Article ID: 000094111 Content Type: Troubleshooting Last Reviewed: 05/30/2023

Troubleshooting Threshold Sensors Exceeding Upper Threshold on Intel® Server

BUILT IN - ARTICLE INTRO SECOND COMPONENT
Summary

Steps to isolate or resolve threshold sensors exceeding upper threshold on Intel® Server

Description

One or more threshold sensors has exceeded its warning or critical high threshold

Resolution

Follow these steps:

Sensor NameDescriptionResolution
  • P12V AUX
  • P12V PSU
  • P3V3
  • P5V

System voltage has exceeded its normal operating range. Typically, this issue is caused by a failure in one of the power supplies but may also be caused by a short circuit on baseboard, SATA drives, fans, or PCIe cards.

Try these steps to isolate the source of the voltage excursion event:

  • Ensure all cables are connected correctly.
  • Check connections on the fans and SATA drives.
  • Remove and inspect all potentially impacted components. Place components back in one at a time to attempt to isolate failure.
  • Inspect for contamination in connectors (DIMMs, PCIe*).
  • If the issue remains, attempt to re-seat power supplies. Replace power supplies if re-seating does not solve problem.
  • P1V8 PCH
  • P105 PCH AUX
  • PVNN PCH AUX

Typically a baseboard failure, one or more of the voltages on the baseboard is outside of its normal operating range.

In order, try these steps to isolate the source of the Voltage Excursion Event:

  • Remove all but minimum components for operation and check sensor.
  • If error remains, replace baseboard.
  • P3VBAT

System has experienced a Baseboard CMOS Battery (BB +3.3V Vbat) voltage excursion, typically caused by contamination on the surface of the CMOS battery.

In order, try these steps:

  • Remove battery, wipe with alcohol to remove potential contamination, reinstall battery, and re-check batter voltage is 2.95 V or higher.
  • Replace the CMOS battery. Any battery of type CR2032 can be used.
  • If error remains, replace the baseboard.
  • PSU Input Power
  • PSU Out Current

Indicated power supply is drawing too much power from source. Possible reasons:

  • Redundant power supplies may not be powered.
  • Power supplies may be underpowered for actual system load.
  • Power supplies are operating on low line (90-120 V) versus high line (200-240 V),
  • Short circuit present in server.

Perform the following steps:

  • If power supply LEDs are solid green that indicates a functioning but potentially underrated power supply for system load.
  • Verify the power budget is within the specified range using the Power Calculator.
  • If power supply LEDs are flashing green reseat power supply and verify AC power cord connection.
  • If power supply LEDs are solid amber that indicates a power supply fault - replace power supply.
    • If power supply LEDs are flashing amber then verify AC power cord connection.
  • PVCCD HV CPU
  • PVCCFA EHV CPU
  • PVCCINFAON CPU
  • PVCCIN CPU

Processor voltage has exceeded its normal operating range. Typically, this issue is caused by a failure in one of the power supplies but may also be caused by a short circuit on baseboard, SATA drives, fans, or PCIe cards.

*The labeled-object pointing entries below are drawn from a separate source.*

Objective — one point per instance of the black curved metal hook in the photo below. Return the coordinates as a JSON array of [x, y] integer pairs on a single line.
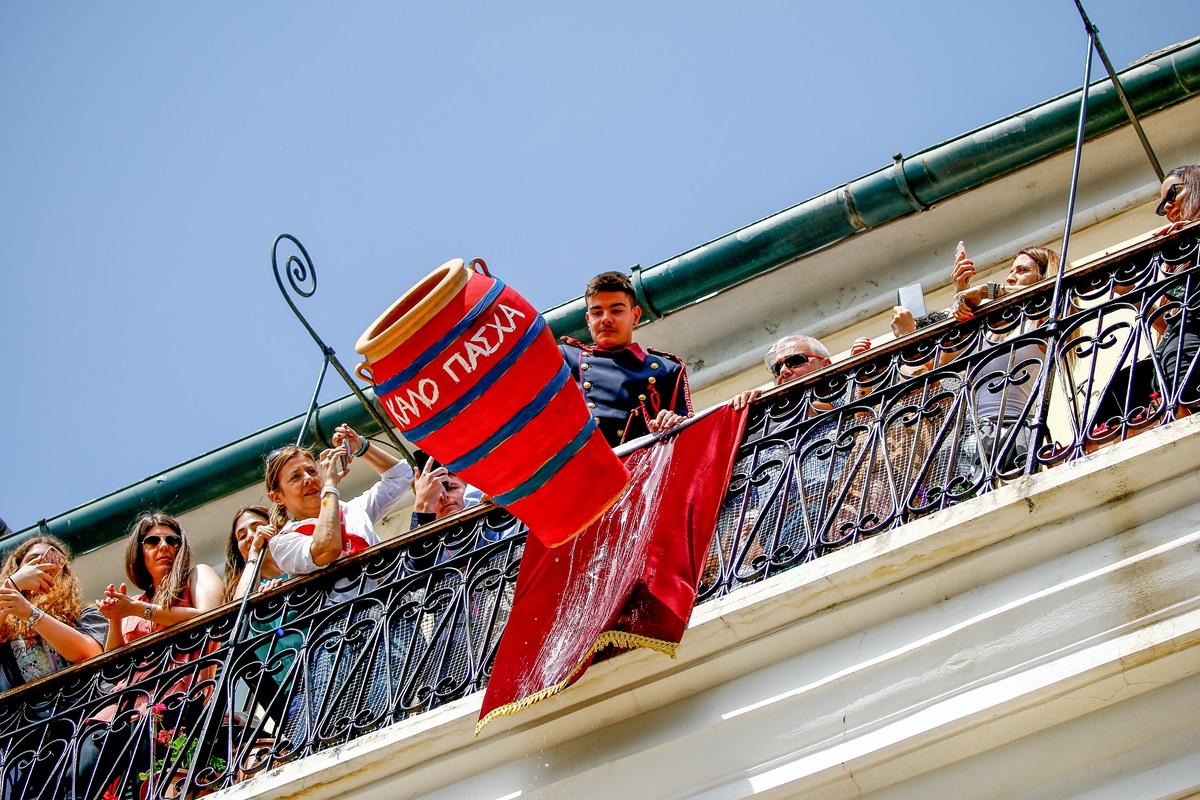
[[300, 271]]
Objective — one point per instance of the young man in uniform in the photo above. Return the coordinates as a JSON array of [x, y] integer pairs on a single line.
[[630, 390]]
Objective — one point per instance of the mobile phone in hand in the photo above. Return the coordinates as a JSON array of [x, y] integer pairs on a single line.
[[53, 557], [913, 299]]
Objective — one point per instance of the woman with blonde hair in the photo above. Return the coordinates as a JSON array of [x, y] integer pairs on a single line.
[[43, 625]]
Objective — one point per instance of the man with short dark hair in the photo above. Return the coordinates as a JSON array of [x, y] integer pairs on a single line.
[[630, 390]]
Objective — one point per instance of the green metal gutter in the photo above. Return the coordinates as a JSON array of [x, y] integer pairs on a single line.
[[195, 482], [905, 187]]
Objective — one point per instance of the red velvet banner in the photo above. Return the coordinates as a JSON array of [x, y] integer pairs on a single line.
[[629, 579]]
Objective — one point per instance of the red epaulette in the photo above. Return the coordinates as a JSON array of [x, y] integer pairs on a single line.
[[568, 340]]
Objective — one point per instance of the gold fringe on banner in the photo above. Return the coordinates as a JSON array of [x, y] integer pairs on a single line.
[[622, 639]]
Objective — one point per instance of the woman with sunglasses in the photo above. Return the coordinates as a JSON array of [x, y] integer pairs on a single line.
[[246, 547], [43, 624], [159, 560]]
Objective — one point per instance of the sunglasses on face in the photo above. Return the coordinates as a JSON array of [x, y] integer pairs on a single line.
[[1173, 192], [791, 362]]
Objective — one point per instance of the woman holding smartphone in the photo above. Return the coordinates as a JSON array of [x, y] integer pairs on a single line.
[[315, 525], [43, 624]]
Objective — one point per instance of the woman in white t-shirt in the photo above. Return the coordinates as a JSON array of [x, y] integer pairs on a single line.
[[316, 525]]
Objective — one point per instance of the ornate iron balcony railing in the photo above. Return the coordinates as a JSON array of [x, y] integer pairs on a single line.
[[856, 450]]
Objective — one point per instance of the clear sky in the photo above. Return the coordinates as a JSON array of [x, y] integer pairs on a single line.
[[151, 151]]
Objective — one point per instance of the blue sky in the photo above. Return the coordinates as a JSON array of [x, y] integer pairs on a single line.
[[153, 151]]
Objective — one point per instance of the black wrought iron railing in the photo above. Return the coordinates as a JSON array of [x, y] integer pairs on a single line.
[[862, 447]]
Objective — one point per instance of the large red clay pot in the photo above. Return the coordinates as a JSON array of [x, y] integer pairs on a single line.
[[471, 373]]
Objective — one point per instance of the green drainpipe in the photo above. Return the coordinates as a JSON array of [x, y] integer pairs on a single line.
[[905, 187]]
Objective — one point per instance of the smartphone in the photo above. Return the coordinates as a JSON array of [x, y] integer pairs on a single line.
[[913, 299], [54, 557]]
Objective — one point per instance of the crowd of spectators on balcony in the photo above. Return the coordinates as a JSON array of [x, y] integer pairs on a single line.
[[631, 391]]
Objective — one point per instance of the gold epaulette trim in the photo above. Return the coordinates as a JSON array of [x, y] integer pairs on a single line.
[[622, 639]]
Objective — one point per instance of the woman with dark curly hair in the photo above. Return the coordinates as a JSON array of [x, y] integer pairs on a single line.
[[43, 625], [159, 560]]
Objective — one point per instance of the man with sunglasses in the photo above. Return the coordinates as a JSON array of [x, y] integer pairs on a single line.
[[795, 356], [630, 390]]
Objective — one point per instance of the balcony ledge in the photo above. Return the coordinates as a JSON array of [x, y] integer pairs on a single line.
[[617, 719]]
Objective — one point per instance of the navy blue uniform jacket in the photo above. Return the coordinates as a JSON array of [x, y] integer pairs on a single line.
[[628, 386]]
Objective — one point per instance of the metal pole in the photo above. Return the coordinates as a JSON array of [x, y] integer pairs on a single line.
[[1093, 31], [1053, 343], [1074, 180]]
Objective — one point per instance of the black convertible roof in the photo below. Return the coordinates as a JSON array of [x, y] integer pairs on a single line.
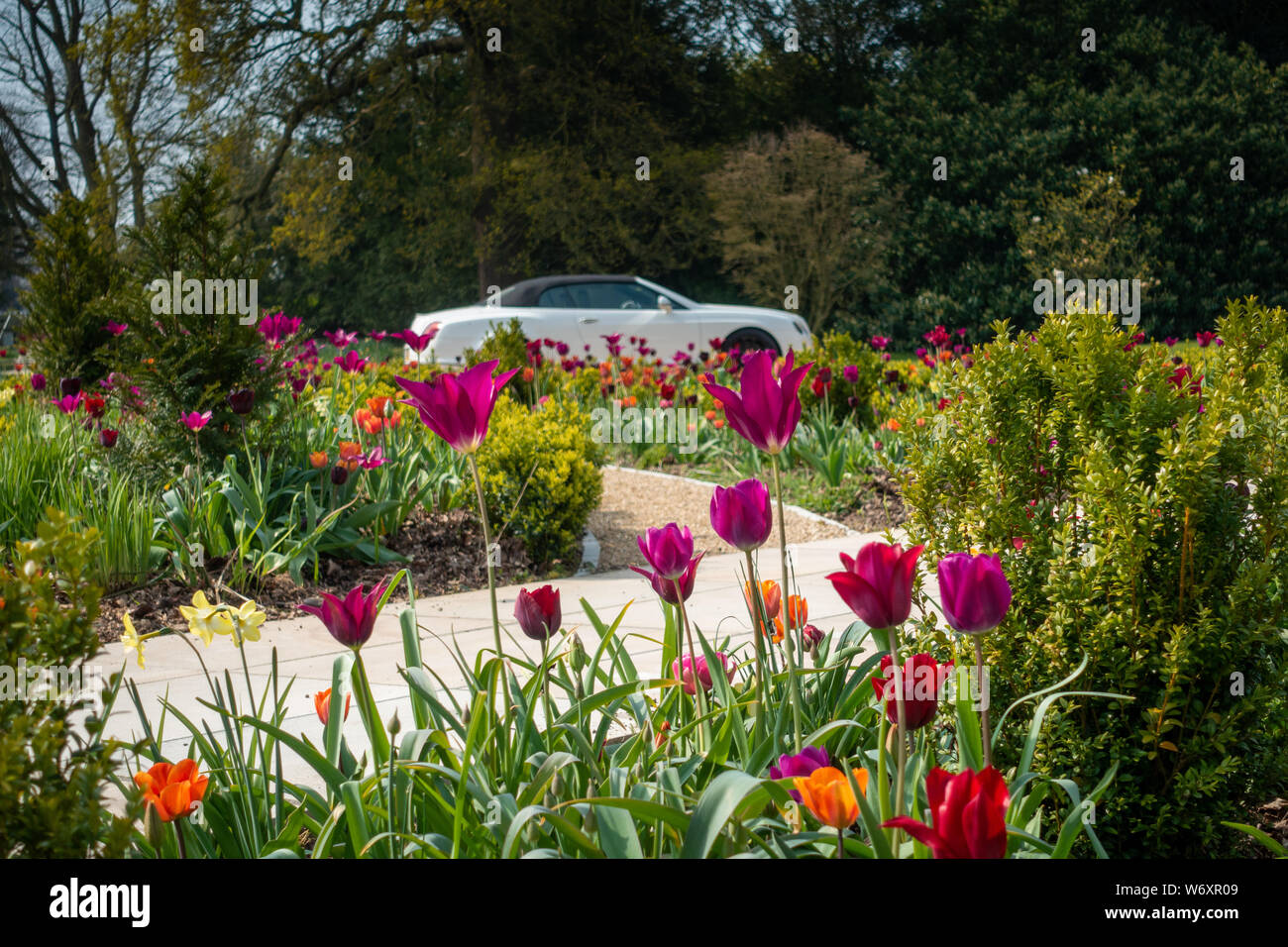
[[526, 292]]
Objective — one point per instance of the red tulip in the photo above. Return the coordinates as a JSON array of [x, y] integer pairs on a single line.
[[877, 582], [767, 410], [537, 612], [458, 407], [967, 814], [974, 591], [351, 620], [923, 681]]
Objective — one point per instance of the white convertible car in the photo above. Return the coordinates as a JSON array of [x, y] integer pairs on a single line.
[[580, 311]]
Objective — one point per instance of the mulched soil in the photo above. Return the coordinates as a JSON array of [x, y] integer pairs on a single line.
[[446, 552], [877, 504]]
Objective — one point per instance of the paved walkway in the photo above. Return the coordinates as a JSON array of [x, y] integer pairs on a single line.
[[307, 651]]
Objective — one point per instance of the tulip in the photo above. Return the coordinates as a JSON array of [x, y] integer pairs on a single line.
[[922, 680], [967, 814], [974, 591], [194, 421], [172, 789], [741, 514], [68, 403], [322, 705], [877, 582], [683, 669], [827, 793], [458, 407], [537, 612], [669, 551], [666, 587], [241, 401], [802, 764], [767, 410]]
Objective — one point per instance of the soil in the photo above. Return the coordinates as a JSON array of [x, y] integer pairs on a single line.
[[446, 552]]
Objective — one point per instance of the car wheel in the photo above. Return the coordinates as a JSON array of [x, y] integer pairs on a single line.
[[751, 341]]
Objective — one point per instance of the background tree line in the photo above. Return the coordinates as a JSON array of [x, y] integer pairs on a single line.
[[787, 142]]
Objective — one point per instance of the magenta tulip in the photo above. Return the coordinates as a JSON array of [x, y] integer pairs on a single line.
[[458, 407], [877, 582], [683, 669], [669, 551], [741, 514], [666, 589], [537, 612], [767, 410], [974, 591], [194, 421], [349, 620]]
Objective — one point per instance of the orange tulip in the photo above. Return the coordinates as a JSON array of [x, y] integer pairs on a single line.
[[798, 611], [827, 793], [174, 789], [773, 598], [322, 705]]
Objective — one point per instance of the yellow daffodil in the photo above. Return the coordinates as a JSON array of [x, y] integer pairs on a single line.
[[206, 620], [132, 641], [246, 621]]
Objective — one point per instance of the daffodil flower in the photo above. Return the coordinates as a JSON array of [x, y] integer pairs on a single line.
[[132, 641], [206, 620], [246, 621]]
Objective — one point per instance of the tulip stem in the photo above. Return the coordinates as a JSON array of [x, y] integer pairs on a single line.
[[487, 556], [794, 682], [902, 759], [979, 684], [758, 618]]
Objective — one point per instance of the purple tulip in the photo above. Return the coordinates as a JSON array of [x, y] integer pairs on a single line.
[[352, 618], [741, 514], [669, 551], [802, 764], [241, 401], [974, 591], [537, 612], [339, 338], [194, 421], [458, 407], [877, 582], [768, 408], [666, 587]]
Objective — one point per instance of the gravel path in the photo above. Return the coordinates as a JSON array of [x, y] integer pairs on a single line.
[[635, 500]]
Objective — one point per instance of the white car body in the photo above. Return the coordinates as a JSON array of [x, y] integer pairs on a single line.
[[579, 311]]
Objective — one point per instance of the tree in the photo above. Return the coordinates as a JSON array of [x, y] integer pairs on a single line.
[[803, 210]]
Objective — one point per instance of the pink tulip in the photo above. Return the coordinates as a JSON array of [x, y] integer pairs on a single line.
[[767, 410], [877, 582], [349, 620], [974, 591], [458, 407], [194, 421]]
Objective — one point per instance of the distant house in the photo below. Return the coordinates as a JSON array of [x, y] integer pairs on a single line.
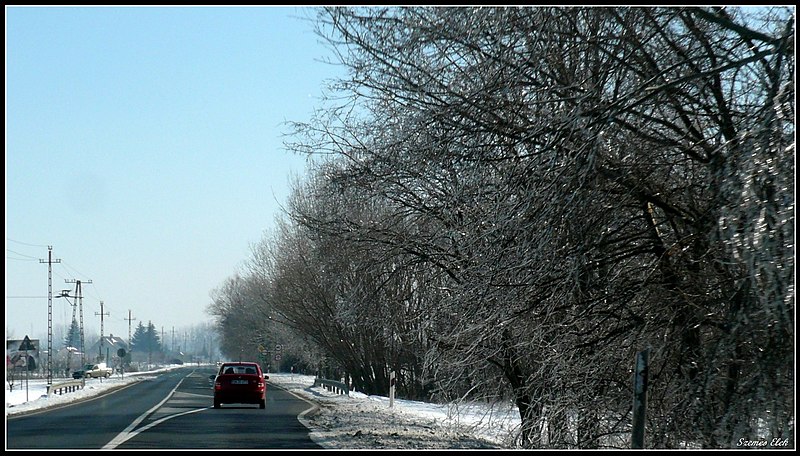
[[15, 358], [110, 346]]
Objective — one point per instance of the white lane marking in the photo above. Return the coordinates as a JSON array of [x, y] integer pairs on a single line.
[[128, 433]]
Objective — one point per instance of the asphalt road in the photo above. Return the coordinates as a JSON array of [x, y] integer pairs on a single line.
[[171, 411]]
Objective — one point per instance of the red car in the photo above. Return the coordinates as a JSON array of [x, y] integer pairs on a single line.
[[240, 383]]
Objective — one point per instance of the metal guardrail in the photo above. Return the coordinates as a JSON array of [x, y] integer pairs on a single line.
[[66, 387], [332, 385]]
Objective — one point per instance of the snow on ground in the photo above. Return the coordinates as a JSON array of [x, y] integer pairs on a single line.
[[354, 421], [359, 421]]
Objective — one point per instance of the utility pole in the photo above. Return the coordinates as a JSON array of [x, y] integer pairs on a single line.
[[100, 357], [79, 297], [130, 343], [50, 262]]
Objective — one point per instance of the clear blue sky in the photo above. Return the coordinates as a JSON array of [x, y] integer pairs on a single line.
[[145, 145]]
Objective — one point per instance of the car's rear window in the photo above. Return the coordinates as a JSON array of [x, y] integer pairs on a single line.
[[239, 370]]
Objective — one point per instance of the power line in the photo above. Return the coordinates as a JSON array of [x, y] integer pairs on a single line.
[[25, 243], [21, 254]]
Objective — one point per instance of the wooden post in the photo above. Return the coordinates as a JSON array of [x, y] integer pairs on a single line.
[[639, 399], [391, 388]]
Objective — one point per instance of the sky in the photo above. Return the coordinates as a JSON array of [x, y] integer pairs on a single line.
[[354, 421], [145, 145]]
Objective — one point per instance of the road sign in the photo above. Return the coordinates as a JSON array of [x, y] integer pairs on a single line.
[[26, 345]]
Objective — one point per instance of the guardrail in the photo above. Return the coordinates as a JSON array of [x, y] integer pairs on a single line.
[[332, 385], [66, 387]]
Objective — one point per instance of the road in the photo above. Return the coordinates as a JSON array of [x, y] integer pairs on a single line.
[[170, 411]]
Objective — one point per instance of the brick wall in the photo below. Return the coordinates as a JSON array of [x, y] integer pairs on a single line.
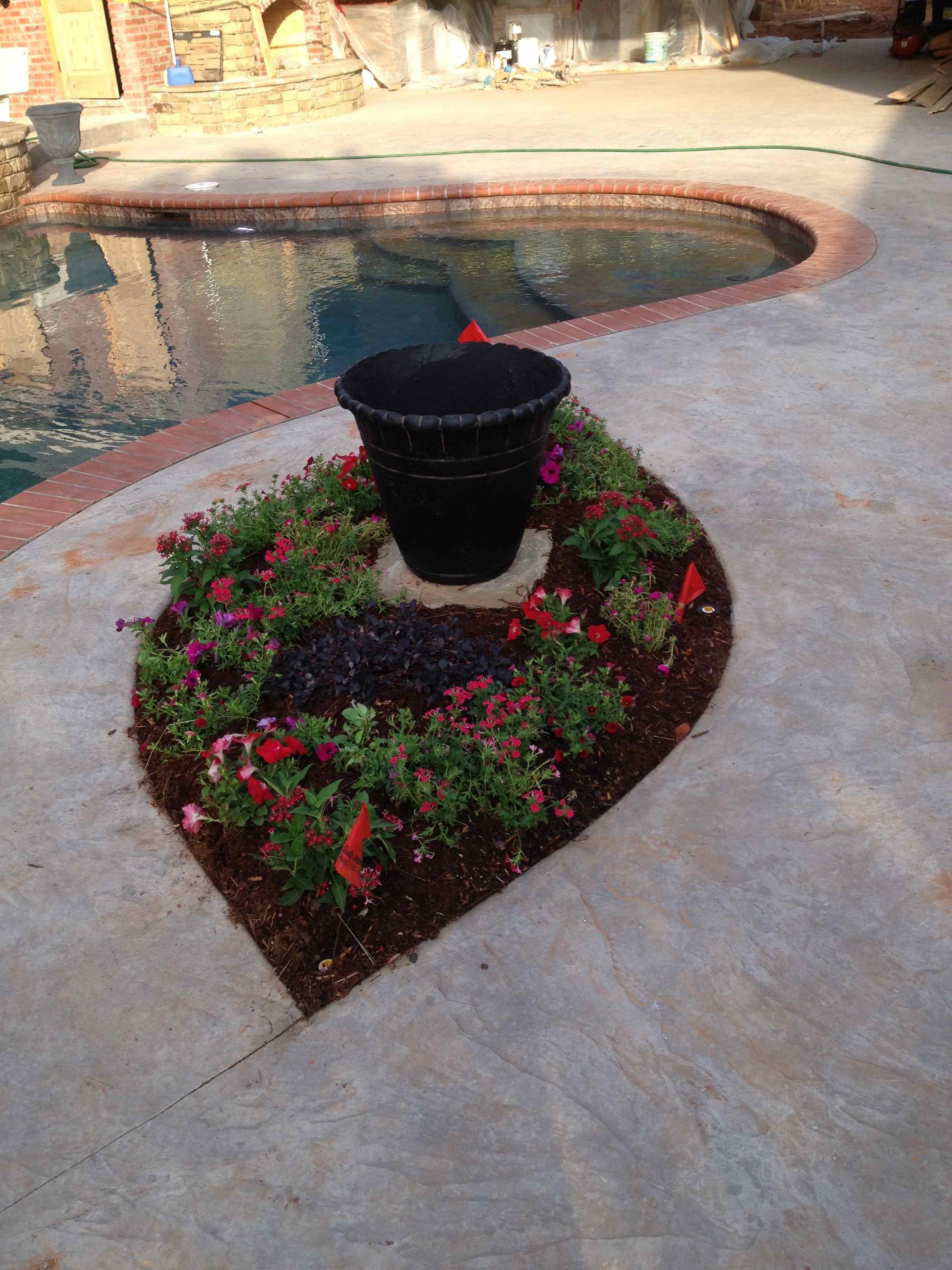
[[22, 26], [140, 40], [141, 44], [14, 165]]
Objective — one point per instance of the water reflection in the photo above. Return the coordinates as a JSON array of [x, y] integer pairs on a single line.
[[110, 335]]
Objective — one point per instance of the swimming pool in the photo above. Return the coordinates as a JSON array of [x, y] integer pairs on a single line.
[[110, 335]]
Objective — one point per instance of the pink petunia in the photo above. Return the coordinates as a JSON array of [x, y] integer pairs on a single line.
[[192, 817]]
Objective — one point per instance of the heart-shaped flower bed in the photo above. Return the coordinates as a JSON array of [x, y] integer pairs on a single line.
[[354, 774]]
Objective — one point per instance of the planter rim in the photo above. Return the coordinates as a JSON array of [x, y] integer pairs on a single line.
[[54, 109], [436, 422]]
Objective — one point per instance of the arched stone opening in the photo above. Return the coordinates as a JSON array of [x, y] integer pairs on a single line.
[[296, 32]]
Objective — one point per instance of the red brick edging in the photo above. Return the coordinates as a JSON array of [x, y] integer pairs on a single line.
[[840, 244]]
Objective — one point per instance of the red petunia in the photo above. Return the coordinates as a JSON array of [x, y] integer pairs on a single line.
[[272, 750], [259, 792]]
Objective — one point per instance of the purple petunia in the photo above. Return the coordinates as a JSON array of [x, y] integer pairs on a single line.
[[195, 651]]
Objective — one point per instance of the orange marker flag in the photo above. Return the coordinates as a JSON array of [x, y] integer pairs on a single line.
[[474, 335], [691, 588], [351, 858]]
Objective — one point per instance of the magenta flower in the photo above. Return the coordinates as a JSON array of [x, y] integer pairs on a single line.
[[192, 817]]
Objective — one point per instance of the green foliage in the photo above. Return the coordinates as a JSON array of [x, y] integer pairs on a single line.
[[578, 704], [249, 578], [308, 833], [645, 617], [619, 534], [592, 459]]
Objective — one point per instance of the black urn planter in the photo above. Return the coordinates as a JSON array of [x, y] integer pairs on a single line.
[[58, 134], [455, 436]]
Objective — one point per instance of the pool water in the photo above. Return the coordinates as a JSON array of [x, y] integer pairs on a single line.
[[111, 335]]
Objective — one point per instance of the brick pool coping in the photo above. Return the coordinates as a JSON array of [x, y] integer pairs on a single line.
[[841, 244]]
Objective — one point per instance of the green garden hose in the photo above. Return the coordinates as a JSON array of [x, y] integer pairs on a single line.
[[549, 150]]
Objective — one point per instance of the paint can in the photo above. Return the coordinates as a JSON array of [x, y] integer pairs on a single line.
[[657, 47]]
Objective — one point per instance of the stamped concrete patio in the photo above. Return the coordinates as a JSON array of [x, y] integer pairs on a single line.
[[715, 1030]]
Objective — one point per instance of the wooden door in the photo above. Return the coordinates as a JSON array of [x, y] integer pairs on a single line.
[[82, 49]]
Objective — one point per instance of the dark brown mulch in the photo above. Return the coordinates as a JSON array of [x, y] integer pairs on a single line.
[[415, 902]]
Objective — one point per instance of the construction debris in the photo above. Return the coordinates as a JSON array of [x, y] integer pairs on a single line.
[[932, 91]]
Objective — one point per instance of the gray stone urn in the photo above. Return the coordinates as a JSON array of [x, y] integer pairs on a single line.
[[58, 134]]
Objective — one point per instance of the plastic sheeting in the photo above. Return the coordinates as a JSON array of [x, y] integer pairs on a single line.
[[412, 42], [408, 42]]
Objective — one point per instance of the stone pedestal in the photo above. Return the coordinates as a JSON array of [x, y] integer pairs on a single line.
[[509, 588]]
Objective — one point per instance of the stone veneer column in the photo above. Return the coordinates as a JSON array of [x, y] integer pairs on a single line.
[[14, 165]]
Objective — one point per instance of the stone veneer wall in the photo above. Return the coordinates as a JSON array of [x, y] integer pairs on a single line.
[[14, 165], [242, 105], [242, 54]]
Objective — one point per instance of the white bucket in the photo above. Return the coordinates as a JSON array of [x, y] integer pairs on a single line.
[[527, 53], [657, 46]]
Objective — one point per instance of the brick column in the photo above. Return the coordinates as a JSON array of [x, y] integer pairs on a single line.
[[14, 165]]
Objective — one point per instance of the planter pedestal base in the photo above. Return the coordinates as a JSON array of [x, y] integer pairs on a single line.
[[509, 588]]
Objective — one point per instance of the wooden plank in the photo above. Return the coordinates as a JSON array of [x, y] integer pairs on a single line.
[[942, 105], [932, 95], [914, 89], [258, 23]]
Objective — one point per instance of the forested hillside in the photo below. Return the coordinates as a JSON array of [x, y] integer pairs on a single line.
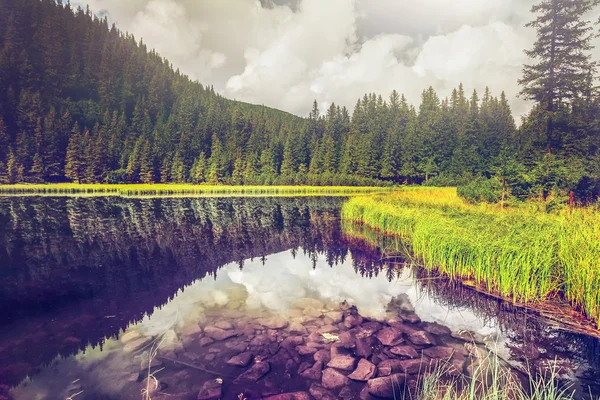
[[82, 101]]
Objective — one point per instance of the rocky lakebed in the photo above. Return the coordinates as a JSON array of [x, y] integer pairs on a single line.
[[317, 351]]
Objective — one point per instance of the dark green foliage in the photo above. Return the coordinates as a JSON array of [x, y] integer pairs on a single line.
[[64, 72], [481, 190]]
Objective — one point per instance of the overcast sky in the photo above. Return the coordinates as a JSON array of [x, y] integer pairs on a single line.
[[286, 53]]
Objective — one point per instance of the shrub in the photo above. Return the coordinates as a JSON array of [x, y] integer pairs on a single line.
[[481, 190]]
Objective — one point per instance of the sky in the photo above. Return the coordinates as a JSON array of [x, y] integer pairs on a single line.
[[287, 53]]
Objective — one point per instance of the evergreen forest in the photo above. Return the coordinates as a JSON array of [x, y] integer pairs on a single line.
[[82, 101]]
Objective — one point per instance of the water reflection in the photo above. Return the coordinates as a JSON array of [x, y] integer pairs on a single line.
[[79, 272]]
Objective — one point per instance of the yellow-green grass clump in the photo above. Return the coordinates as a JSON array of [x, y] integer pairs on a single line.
[[520, 253], [135, 190]]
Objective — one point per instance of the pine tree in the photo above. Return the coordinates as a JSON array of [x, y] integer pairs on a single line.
[[133, 165], [178, 169], [165, 171], [73, 158], [216, 169], [237, 178], [198, 171], [3, 174], [146, 167], [36, 172], [562, 51]]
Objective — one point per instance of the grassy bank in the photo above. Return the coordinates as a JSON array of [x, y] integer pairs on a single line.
[[521, 253], [67, 189]]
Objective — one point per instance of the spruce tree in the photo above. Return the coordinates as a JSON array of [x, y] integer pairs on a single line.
[[562, 58], [178, 169], [165, 171], [73, 159], [216, 169], [36, 172], [198, 171], [146, 167]]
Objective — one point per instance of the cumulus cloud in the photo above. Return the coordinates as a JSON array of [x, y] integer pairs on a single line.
[[285, 53]]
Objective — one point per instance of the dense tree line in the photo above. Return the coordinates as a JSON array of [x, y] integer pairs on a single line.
[[82, 101]]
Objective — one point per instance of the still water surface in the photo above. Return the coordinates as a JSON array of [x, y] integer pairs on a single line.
[[91, 286]]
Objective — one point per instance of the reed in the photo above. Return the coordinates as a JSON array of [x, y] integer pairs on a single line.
[[148, 190], [520, 253]]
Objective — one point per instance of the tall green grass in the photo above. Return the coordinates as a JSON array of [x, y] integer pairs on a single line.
[[521, 253], [136, 190]]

If the fault is asserted then de-asserted immediately after take no action but continue to monitor.

Otherwise:

  • Ensure the processor is seated properly and secured with the correct torque value.
  • Cross test the processors. If the issue remains with the processor socket, replace the motherboard, else replace the processor.
  • TCC CPU
  • CPU VR Temp
  • DTS CPU
  • Margin CPU
  • DIMM Mgn
  • Riser Temp
  • Exit Air Temp
  • Front Panel Temp
  • BB M2 Temp
  • BB OCP Temp
  • BB P0/P1 VR Temp
  • BB Riser2 Temp
  • HSBP Temp
  • PSU Temperature

The temperature sensor has exceeded its normal operating range.

  • Check for clean and unobstructed airflow into and out of the chassis.
  • Ensure there are no fan failures.
  • Ensure the air/liquid used to cool the system is within the thermal specification for the system.
  • Ensure that cables are not obstructing the air flow and that they are routed correctly inside the chassis. For details on cable routing check the Configuration Guide.
  • NVMe Aggr

The NVMe temperature sensor has exceeded its normal operating range.

  • Check for clean and unobstructed airflow into and out of the chassis.
  • Ensure there are no fan failures.
  • Assess if neighboring NVMe drives have also gone high to help distinguish between workload or mechanical event sources.
  • If the system supports it, ensure that the Air-Ducts, Drive Blanks are installed in the empty slots.